Thinner skyscrapers and stronger planes thanks to glass sponges

Thinner skyscrapers and stronger planes thanks to glass sponges
Thinner skyscrapers and stronger planes thanks to glass sponges

They call them glass sponges due to their thin and delicate structure, but in reality they are incredibly resistant, so much so that they have become the reference for building futuristic skyscrapers with a light but very solid appearance, as well as more robust planes and ships. This is the path opened by the research that won the Aspen Institute Italia 2024 prize, awarded to scientific works based on collaboration between Italy and the United States. Established in December 2015, the Aspen prize is awarded today in Rome.

THE SECRET IN THE SPONGES

The protagonist of the study is the sponge Euplectella Aspergillum, known as the Venus Basket, which lives deep in the Pacific Ocean and around Antarctica.
What interests researchers are its exceptional structural properties, which are due to the silicon fiber skeleton, an element that these sponges extract from sea water, transforming it into very thin glass fibres.
The structure, apparently fragile, is made very resistant thanks to the way in which the material is distributed in it. Numerous developments in very different sectors are based on the characteristics of the structure of glass sponges: from the creation of new and more efficient chemical reactors to air treatment systems and thinner and more resistant constructions than current ones.

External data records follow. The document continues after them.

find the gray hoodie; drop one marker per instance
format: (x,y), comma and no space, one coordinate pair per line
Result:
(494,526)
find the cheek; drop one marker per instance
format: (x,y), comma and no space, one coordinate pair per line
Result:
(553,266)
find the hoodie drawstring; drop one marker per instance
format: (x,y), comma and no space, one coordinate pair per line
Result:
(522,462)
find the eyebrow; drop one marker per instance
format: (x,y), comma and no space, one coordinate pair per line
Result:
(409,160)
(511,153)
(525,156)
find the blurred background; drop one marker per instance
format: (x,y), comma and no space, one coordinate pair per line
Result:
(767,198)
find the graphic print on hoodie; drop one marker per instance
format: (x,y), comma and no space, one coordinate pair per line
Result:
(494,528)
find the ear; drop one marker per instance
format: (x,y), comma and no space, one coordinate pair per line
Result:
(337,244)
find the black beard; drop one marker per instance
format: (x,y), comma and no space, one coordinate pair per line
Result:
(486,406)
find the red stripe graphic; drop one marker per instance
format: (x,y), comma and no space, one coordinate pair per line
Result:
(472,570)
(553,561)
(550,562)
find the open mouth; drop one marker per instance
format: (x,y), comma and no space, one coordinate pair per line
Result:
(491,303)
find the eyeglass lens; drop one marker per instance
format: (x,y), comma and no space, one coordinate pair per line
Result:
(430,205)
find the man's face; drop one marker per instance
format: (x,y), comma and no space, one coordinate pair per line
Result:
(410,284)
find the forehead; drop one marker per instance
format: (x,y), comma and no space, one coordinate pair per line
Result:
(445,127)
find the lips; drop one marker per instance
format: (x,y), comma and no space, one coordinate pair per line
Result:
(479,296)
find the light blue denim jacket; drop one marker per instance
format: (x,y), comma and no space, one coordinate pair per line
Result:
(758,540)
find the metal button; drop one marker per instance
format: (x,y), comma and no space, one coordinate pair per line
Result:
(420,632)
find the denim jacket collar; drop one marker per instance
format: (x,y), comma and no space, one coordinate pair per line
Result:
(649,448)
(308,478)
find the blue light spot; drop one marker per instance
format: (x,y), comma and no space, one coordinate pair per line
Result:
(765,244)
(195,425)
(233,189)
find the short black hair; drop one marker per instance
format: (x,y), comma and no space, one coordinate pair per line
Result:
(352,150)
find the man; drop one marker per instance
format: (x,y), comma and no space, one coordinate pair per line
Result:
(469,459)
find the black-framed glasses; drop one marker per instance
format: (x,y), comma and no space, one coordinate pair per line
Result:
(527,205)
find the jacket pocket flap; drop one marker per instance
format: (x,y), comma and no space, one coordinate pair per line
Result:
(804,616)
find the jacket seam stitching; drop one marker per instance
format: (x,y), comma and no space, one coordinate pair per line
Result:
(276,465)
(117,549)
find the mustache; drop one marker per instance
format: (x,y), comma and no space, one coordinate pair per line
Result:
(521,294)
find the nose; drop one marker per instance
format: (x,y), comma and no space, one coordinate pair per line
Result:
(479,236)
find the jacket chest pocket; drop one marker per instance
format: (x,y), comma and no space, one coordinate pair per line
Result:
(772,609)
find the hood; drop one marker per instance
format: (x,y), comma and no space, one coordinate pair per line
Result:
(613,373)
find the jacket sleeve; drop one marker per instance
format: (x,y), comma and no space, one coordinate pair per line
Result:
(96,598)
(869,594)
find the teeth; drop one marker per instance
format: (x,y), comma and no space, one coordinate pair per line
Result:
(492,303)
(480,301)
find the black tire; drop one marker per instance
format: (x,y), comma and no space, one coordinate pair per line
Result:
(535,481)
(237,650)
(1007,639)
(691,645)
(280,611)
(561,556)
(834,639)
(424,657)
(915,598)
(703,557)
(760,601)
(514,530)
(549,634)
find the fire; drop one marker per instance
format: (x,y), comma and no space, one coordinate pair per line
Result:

THE AUTHORS OF THE RESEARCH

Published in the journal Nature and carried out using the Marconi 100 supercomputer at Cineca in Bologna, the research inspired by the structure of glass sponges was born from the dialogue between physics, biology, supercomputing and engineering.
All seven protagonists of this work were awarded, the first author of which is Giacomo Falcucci, from the Engineering department of the “Mario Lucertini” company of the Tor Vergata University and who when the study was carried out was working in the Physics department of the Harvard University.
Maurizio Porfiri of New York University contributed to understanding the biological implications of the results of the simulations done with the supercomputer.
Also collaborating were Sauro Succi of the Italian Institute of Technology and the National Research Council, Giorgio Amati of Cineca, Pierluigi Fanelli of the University of Tuscia, Vesselin K. Krastev of the University of Tor Vergata and Giovanni Polverino of the University of Western Australia in Perth.